Une fantaisie, un voyage onirique, mais aussi un véritable poème composé par Rosa Alice Branco, à partir des éléments qui ont marqué le séjour bastiais des poètes invités à Linguimondu et logés à l’Hôtel des Voyageurs.
Aurélia Arcocha, Rosa Alice Branco, Carles Duarte, Moncef Ghacem, Alain Di Meglio, Sébastien Quenot et Ghjacumu Thiers sont croqués par l’auteure dans sa rêverie pleine de malice, de poésie et d’affection.

 


 

Comme pèlerins venus des quatre chemins du monde,
nous voilà arrivés à l’hôtel des Voyageurs, au cœur même de Bastia.
En montant les escaliers je suis allée vers la Russie, Aurelia vers l’Afrique
et Moncef s’en est allé en train, quoique tôt le matin il se régalait
du petit déjeuner avec un sourire reposé.

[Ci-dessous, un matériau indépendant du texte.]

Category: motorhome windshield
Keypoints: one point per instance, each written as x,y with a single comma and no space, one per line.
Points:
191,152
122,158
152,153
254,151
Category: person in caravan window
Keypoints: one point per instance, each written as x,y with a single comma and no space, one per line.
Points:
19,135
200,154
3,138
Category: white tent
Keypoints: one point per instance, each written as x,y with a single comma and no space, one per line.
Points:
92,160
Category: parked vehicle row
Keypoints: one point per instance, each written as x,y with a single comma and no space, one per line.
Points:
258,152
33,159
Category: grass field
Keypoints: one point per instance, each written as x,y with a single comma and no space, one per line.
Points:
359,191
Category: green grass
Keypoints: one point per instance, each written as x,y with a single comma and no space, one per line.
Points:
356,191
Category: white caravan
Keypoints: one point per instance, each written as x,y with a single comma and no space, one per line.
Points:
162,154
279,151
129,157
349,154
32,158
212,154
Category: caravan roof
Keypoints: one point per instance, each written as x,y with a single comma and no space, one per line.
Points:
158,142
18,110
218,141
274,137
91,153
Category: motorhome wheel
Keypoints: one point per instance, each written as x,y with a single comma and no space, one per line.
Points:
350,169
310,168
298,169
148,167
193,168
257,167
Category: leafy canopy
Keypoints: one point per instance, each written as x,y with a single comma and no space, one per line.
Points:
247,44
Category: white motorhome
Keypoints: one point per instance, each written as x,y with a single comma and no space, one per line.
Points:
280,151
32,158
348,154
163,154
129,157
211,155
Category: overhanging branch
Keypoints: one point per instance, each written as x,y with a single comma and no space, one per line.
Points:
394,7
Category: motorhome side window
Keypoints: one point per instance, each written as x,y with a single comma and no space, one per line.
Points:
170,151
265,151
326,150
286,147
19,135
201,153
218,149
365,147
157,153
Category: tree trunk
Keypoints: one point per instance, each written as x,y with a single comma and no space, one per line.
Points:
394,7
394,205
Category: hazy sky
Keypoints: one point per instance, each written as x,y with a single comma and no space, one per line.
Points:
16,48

Quand Carles est monté,
lui aussi, il s’est plongé dans la chambre de la photographie.
Mais je suis sûre que ce n’était pas lui qui m’a photographiée
entre le Tsar Alexandre et le drap de Staline.

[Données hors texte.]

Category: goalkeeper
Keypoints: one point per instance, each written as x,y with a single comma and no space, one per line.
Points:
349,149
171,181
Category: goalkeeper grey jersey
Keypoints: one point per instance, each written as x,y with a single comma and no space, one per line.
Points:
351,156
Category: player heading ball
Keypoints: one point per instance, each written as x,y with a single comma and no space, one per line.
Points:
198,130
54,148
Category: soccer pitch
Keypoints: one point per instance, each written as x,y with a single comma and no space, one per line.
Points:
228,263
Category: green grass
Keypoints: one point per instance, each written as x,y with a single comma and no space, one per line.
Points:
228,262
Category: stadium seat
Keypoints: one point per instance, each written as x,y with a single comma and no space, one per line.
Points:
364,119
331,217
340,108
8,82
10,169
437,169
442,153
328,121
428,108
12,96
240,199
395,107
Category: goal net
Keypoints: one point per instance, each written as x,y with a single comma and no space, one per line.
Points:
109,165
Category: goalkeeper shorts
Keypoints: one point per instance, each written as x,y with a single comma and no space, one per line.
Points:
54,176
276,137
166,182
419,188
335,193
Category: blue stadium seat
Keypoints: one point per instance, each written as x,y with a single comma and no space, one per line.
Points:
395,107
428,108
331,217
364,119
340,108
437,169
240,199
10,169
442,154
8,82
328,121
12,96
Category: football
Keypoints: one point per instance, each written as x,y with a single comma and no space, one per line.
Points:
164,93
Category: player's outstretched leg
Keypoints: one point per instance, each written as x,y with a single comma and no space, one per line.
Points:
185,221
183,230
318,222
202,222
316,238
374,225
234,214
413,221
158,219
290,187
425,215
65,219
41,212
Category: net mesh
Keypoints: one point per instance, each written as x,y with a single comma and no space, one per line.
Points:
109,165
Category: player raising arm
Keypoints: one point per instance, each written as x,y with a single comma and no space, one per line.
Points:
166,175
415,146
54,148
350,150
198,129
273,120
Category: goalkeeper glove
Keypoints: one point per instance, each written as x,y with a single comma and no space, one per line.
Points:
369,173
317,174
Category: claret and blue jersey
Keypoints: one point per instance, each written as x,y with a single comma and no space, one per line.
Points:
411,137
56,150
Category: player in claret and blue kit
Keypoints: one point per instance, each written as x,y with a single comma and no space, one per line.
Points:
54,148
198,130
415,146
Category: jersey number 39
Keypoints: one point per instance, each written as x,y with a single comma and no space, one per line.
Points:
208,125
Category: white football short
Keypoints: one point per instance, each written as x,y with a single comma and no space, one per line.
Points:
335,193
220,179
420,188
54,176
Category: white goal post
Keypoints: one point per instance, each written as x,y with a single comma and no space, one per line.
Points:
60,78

Mon lit est plein d’icônes peintes, et le général de l’armoire
généreusement médaillé. Ma première nuit j’ai eu des cauchemars.
C’est peut être normal pour celle qui pense arriver dans un pays et part
à toute vitesse vers un autre. C’est dommage de ne pas avoir habité
la chambre du cinéma. J’aurais certainement parlé avec De Sica
et Fellini, vu celui qui a volé les bicyclettes, je ferais partie du miracle
de Milan. Au moins Visconti a dîné avec nous sur la Place du Marché.
À vrai dire, c’était Burt Lencaster, mais ce qui compte c’est la splendeur
de Gattopardo, c’est d’avoir bu pour la Corse et, après les Affreux,
sales et méchants que Scola avait bien anticipés, nos langues rouges
parlaient déjà pas mal de langues, Alain soulevait son verre plein
de corse et Sébastien a versé le sien sur nos têtes nues.
À la fin du dîner chaque langue avait sa patrie, sauf Aurelia et moi
qui devions partir pour l’Afrique et la Russie. Mais cette nuit nous
avons rêvé en corse sur le droit des langues et sur la compassion.
Le drap du lit s’est réveillé comme un drap flottant dans l’air frais.
Sur son cheval de Troie le redoutable chevalier Ghjacumu annonçait
que désormais toutes les langues étaient officiellement reconnues
et le papillon de Carles les acceptait tendrement de ses ailes.